An alternative to the clipped surrogate objective is to use a KL-penalized objective, where a penalty term based on the KL divergence between the current policy and the old policy is added to the loss. The penalty coefficient \(\beta\) is adaptively tuned to maintain a target KL divergence \(d_{\text{targ}}\). After each policy update, the actual KL divergence \(d\) is measured. If \(d < d_{\text{targ}} / 1.5\), the penalty coefficient is reduced (i.e., \(\beta \gets \beta / 2\)) to allow more flexibility in updates. If \(d > 1.5 \cdot d_{\text{targ}}\), \(\beta\) is increased (i.e., \(\beta \gets \beta \cdot 2\)) to constrain the update more tightly. This approach helps keep the updated policy close to the previous one while still allowing learning progress. The KL-penalized loss is defined as:
\[L_{\text{KL}}(\theta) = \hat{\mathbb{E}}_t \left[ \frac{\pi_\theta(a_t | s_t)}{\pi_{\theta_{\text{old}}}(a_t | s_t)} \hat{A}_t - \beta \sum_{a} \pi_{\theta_{\text{old}}}(a | s_t) \log \left(\frac{\pi_{\theta_{\text{old}}}(a | s_t)}{\pi_\theta(a | s_t)} \right) \right]\]
- where:
  - \(\pi_{\theta_{\text{old}}}\) is the policy before the update.
  - \(\pi_\theta\) is the current policy.
  - \(\hat{A}_t\) is the estimated advantage.
  - \(\beta\) is the KL penalty coefficient adjusted dynamically to match the KL target.
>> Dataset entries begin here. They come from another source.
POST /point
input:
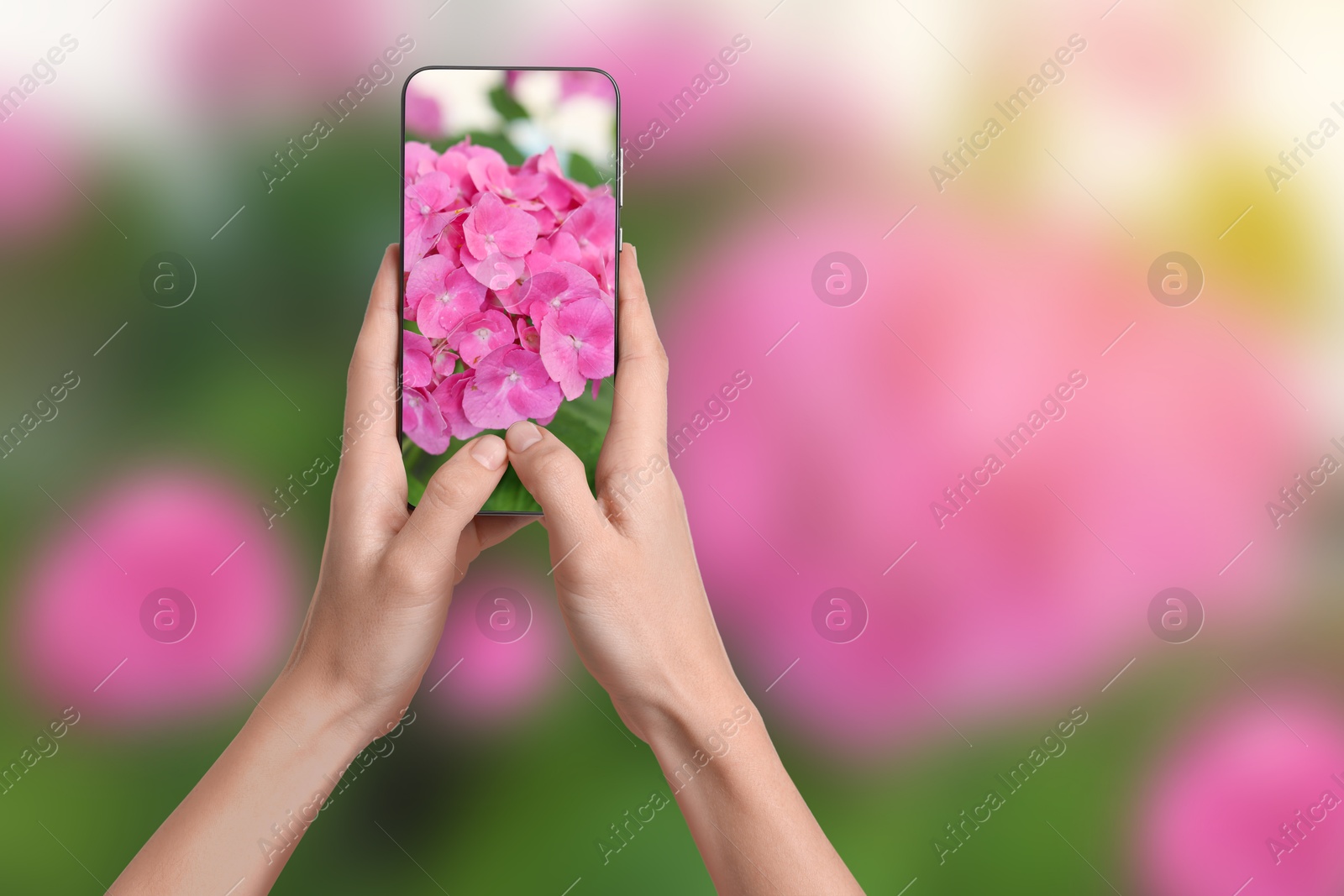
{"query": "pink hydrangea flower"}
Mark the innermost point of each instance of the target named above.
(428, 208)
(491, 172)
(1249, 793)
(420, 160)
(495, 228)
(578, 344)
(558, 286)
(417, 360)
(94, 629)
(511, 385)
(480, 335)
(449, 396)
(423, 421)
(501, 249)
(528, 336)
(444, 297)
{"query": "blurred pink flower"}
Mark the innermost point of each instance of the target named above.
(492, 664)
(820, 477)
(249, 53)
(165, 600)
(1242, 795)
(423, 113)
(487, 265)
(37, 196)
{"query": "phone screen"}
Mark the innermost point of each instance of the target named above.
(510, 241)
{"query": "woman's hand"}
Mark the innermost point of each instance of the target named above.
(632, 598)
(387, 575)
(625, 570)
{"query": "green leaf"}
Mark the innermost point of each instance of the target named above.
(506, 105)
(499, 144)
(584, 170)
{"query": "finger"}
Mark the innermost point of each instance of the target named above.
(452, 499)
(555, 477)
(640, 406)
(486, 532)
(371, 385)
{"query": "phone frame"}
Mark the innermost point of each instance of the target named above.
(401, 238)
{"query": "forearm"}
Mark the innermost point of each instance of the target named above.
(241, 822)
(752, 826)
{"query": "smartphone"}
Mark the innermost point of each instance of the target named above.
(511, 222)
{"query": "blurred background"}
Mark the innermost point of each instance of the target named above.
(1093, 241)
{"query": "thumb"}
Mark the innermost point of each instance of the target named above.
(452, 499)
(557, 479)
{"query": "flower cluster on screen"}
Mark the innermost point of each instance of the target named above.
(510, 280)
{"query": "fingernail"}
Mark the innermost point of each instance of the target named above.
(523, 436)
(490, 452)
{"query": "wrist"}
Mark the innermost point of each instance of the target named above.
(324, 711)
(705, 720)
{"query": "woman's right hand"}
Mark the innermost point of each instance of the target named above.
(625, 573)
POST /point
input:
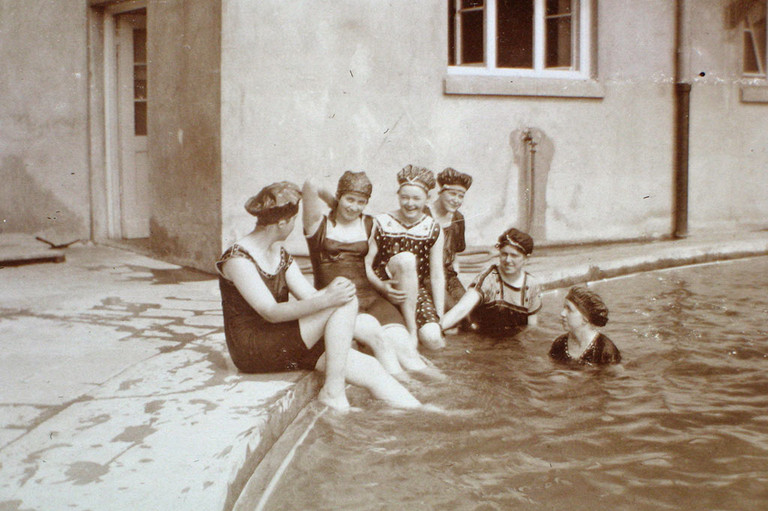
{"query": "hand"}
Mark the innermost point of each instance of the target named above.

PPO with Clipped Surrogate Loss and KL Divergence Penalty

The PPO paper also suggests that the KL penalty can be used in combination with the clipped surrogate objective. In this hybrid approach, the clipped objective controls the size of the policy update explicitly, while the KL penalty provides an additional regularization signal to discourage large divergences from the previous policy. Although this combined objective performed slightly worse than clipping alone in the paper’s experiments, it is included as an important baseline:
\[L_{\text{CLIP+KL}}(\theta) = \hat{\mathbb{E}}_t \left[ \min \left(r_t(\theta) \hat{A}_t,\,\text{clip}(r_t(\theta), 1 - \epsilon, 1 + \epsilon)\hat{A}_t \right) - \beta \sum_{a} \pi_{\theta_{\text{old}}}(a | s_t) \log \left(\frac{\pi_{\theta_{\text{old}}}(a | s_t)}{\pi_\theta(a | s_t)} \right) \right]\]
- where:
  - The first term is the standard PPO clipped surrogate objective.
  - The second term adds a KL divergence penalty between the old and new policies.
  - \(\beta\) is the dynamically adjusted penalty coefficient.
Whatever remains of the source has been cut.